STORY BY LISA ZAHNER, (Week of June 21, 2012)
The top 20 managerial positions at the City of Vero Beach offer an unpublicized and unusual fringe benefit: four weeks of annual paid vacation after two years on the job, increasing to five weeks of paid vacation after the fifth year.
This policy applies to heads and assistant heads of city departments, as well as to the top positions of city manager, city clerk and city attorney, Human Resources Manager Lynne George confirmed last week.
The special perk for the “professional” employee has been a long-standing recruitment tool to attract talent to the city, but it’s a secret Vero likes to keep under wraps, said Indian River County Administrator Joe Baird.

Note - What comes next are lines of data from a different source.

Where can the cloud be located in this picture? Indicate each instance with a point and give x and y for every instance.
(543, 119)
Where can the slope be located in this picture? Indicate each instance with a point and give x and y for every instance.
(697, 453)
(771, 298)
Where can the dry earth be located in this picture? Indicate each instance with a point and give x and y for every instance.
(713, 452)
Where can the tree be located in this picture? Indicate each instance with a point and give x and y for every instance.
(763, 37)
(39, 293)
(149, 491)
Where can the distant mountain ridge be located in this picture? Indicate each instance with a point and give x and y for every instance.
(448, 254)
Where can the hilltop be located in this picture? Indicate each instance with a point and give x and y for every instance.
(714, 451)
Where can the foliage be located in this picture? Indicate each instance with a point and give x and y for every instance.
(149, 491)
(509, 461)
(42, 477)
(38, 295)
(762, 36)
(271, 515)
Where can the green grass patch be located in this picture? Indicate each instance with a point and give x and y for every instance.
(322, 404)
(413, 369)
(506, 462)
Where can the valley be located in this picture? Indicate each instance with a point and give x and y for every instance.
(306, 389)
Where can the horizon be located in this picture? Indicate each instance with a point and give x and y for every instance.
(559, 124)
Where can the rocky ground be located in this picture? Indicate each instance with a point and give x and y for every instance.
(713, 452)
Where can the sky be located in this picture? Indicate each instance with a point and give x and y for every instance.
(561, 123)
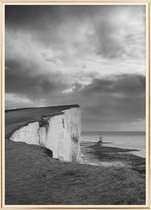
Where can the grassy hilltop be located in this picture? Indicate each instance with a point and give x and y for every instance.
(32, 177)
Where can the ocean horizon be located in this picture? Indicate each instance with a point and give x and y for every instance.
(123, 139)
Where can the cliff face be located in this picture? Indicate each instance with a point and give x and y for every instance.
(60, 133)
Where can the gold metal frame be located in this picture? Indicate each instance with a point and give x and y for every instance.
(148, 103)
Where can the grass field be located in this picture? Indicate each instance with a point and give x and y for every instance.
(32, 177)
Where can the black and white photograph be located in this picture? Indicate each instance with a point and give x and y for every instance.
(75, 104)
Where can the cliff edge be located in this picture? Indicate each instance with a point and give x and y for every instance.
(58, 131)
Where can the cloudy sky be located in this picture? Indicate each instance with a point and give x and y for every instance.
(93, 56)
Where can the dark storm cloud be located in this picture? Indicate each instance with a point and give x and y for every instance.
(120, 99)
(130, 84)
(19, 80)
(44, 23)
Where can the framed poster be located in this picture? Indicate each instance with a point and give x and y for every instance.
(75, 105)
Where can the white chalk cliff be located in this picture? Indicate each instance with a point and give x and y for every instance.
(60, 133)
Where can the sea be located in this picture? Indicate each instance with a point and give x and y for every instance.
(126, 140)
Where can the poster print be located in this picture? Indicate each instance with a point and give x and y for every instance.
(75, 104)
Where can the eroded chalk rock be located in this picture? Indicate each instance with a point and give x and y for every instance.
(59, 133)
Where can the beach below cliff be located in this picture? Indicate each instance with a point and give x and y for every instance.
(103, 155)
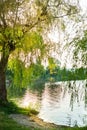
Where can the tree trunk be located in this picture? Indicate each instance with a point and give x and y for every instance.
(3, 91)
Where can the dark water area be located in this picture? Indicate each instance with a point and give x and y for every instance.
(61, 103)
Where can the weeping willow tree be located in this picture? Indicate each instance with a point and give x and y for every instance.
(19, 22)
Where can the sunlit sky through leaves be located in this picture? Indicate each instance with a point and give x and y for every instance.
(57, 36)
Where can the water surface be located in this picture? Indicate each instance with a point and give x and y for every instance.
(62, 103)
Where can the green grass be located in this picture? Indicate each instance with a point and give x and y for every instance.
(7, 123)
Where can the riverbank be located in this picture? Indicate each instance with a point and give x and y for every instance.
(19, 119)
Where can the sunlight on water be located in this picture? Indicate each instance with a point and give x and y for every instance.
(61, 103)
(65, 104)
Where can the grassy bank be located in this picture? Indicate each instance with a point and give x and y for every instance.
(6, 123)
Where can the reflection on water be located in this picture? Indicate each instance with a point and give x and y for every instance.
(62, 103)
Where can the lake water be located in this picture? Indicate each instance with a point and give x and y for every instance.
(62, 103)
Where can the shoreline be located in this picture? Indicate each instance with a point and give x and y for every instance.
(34, 121)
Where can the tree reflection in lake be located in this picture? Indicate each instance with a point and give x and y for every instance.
(65, 104)
(62, 103)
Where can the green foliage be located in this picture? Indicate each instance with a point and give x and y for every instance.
(33, 41)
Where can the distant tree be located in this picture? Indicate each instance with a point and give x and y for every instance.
(19, 22)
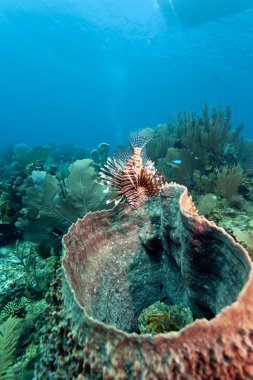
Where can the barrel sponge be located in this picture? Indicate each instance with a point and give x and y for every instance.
(118, 262)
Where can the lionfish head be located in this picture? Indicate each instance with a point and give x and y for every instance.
(134, 177)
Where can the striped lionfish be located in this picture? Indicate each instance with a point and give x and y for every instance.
(132, 176)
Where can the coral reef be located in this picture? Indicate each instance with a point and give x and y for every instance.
(51, 206)
(228, 181)
(119, 262)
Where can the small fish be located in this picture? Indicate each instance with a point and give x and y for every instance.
(177, 162)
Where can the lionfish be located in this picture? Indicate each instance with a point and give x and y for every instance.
(134, 176)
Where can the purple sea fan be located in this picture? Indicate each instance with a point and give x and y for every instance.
(133, 178)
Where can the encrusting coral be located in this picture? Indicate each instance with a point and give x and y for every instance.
(118, 262)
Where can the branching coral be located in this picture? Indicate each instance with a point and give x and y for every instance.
(228, 181)
(207, 137)
(50, 205)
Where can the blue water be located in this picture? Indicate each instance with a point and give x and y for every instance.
(91, 71)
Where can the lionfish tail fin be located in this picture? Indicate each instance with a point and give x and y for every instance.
(140, 138)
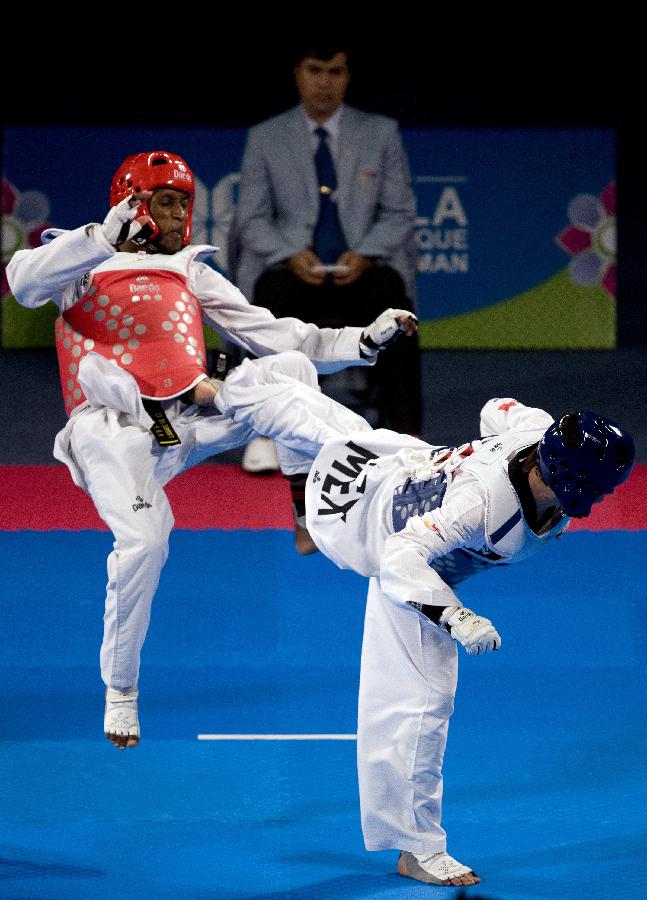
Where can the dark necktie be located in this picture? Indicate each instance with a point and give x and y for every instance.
(328, 241)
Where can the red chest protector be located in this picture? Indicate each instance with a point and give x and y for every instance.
(144, 320)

“That number of vacation days the professional employees get is unbelievable. It’s ridiculous, it blows my mind,” Baird said. “I just really can’t figure out how they can do that, and how their managers can take that much time off.”
That’s only the most generous piece of the city’s vacation, holiday and sick leave policy, which sees any Vero Beach employee with 20 years of service receive 48 paid days off per year.

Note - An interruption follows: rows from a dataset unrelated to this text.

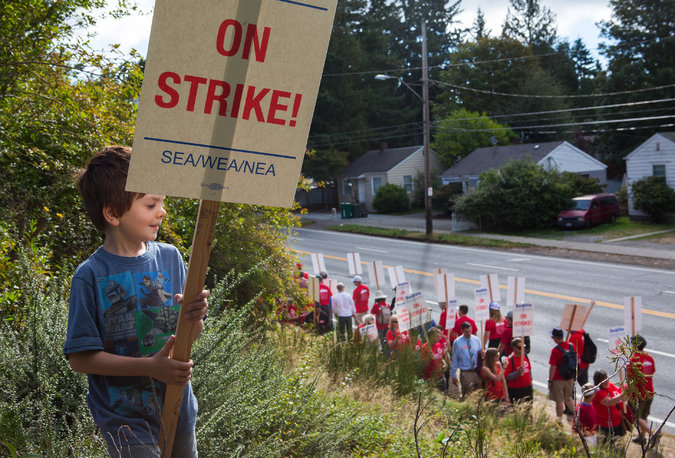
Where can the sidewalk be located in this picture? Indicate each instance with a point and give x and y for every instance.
(417, 222)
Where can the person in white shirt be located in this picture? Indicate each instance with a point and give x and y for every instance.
(344, 309)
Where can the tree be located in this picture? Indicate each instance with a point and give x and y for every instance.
(641, 66)
(463, 131)
(653, 196)
(529, 23)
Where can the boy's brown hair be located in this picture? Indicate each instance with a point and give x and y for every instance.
(102, 184)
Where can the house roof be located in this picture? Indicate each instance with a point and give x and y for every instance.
(667, 135)
(493, 157)
(378, 160)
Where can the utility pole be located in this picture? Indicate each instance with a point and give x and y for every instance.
(428, 191)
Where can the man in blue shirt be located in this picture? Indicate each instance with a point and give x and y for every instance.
(465, 353)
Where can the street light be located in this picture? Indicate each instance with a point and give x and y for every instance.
(425, 116)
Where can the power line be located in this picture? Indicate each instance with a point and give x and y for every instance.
(538, 96)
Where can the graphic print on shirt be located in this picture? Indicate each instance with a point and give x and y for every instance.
(139, 317)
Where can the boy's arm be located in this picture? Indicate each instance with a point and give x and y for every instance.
(160, 366)
(196, 311)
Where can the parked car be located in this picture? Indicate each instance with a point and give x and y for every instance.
(587, 211)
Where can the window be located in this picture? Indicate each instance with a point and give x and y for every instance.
(347, 187)
(659, 171)
(377, 182)
(407, 183)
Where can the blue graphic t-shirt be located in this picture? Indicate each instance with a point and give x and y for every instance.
(125, 306)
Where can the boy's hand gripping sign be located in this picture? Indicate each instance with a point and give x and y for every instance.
(227, 99)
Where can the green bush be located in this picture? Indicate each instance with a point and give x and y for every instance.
(652, 196)
(391, 198)
(520, 195)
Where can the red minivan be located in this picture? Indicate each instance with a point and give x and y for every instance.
(587, 211)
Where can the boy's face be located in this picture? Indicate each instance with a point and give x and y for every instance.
(141, 222)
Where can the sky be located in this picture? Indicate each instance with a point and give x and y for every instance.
(574, 19)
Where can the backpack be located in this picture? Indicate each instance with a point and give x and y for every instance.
(590, 350)
(385, 314)
(568, 364)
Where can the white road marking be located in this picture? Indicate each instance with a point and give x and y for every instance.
(648, 350)
(491, 267)
(370, 249)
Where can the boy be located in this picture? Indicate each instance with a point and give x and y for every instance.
(123, 311)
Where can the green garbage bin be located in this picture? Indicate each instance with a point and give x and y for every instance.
(346, 210)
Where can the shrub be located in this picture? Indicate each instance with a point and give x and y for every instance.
(652, 196)
(391, 198)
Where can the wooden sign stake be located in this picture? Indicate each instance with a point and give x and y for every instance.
(194, 284)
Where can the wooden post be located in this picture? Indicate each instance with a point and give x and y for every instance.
(632, 316)
(194, 284)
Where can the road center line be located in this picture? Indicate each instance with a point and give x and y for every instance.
(371, 249)
(491, 267)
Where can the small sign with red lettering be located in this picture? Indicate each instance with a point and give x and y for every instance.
(228, 96)
(523, 320)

That’s nine weeks and three days out of 52 weeks – or almost one week for every four weeks worked.
Twenty-five days of that is vacation time, plus 12 days of sick time plus 11 paid holidays. Not counting any time the employee has banked, if he or she took all the time allotted each year, that employee’s desk or seat or truck or patrol car would be empty the equivalent of nearly one day every single work week.
The vacation time alone for a 20-year employee amounts to five weeks or nearly 10 percent of the year off duty.

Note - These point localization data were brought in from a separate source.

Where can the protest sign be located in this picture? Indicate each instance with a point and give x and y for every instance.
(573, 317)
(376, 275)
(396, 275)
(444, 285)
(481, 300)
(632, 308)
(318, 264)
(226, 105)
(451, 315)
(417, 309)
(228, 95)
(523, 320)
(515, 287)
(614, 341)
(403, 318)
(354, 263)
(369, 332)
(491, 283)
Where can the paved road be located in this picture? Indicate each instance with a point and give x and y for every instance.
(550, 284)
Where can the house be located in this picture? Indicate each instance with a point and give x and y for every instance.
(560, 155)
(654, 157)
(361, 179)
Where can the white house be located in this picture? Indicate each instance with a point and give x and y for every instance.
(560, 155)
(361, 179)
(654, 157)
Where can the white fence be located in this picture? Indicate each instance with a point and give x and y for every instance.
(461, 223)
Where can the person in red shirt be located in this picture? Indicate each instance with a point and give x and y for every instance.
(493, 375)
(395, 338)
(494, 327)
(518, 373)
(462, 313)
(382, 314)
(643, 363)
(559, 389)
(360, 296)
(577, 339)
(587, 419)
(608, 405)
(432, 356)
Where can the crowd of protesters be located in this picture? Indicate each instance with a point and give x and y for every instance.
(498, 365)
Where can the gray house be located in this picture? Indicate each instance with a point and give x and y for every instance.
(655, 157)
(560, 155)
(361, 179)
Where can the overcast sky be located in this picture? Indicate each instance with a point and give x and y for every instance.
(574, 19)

According to a CNN report published in May, based upon a study commissioned by JetBlue Airlines, American workers surveyed receive an average of 15 days or three weeks of vacation time per year.
Of that, the average worker leaves 11 days of vacation time unused in the past three years since the recession hit, even though most in the private sector end up forfeiting the time. The study showed people were reluctant to go on holiday because “employees who saw their workloads build up over those years feel they can’t afford to take time off.”
One fifth of workers said they had no money to travel, so they would rather be on the job and not have work pile up awaiting their return. Nine percent told researchers conducting the study that they were insecure about their jobs and were actually afraid to take time off because they didn’t want the boss to realize that things ran smoothly without them.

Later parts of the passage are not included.